While many of us tend to take such declarations with a grain of salt, there’s still a strong tendency to believe that there is a great deal to be had if we run out and buy right away at the sale price being touted.
It turns out that, however, that much of this advertising is not truthful, and Los Angeles prosecutors have decided they aren’t having any of it. According to WSBT 22, attorneys for the city have decided to sue four of the nation’s largest retailers – J.C. Penney, Sears, Kohl’s, and Macy’s – for deceptive advertising in connection with the alleged practice of falsely claiming higher “regular” merchandise prices so that customers would believe they were scoring bigger deals on what were supposed to be bargain purchases.
Per California law, a retailer may not legally reference a higher regular or “original” price in advertising unless the merchandise had actually been sold at that price within three months of the ad.

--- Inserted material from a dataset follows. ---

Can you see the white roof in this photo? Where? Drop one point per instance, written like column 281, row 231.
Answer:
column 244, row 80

According to one of the lawsuits, it is alleged that J.C. Penney was selling a bathing suit top back in February for $31.99, saying it was marked down from an “original” price of $46, when the retailer had never actually sold the merchandise for $46.
Prosecutors allege that the total number of sale items subject to false reference pricing by these retailers is in the thousands. In addition to penalties of up to $2,500 for each violation, they are seeking injunctions to bring the deceptive pricing practices to a permanent end.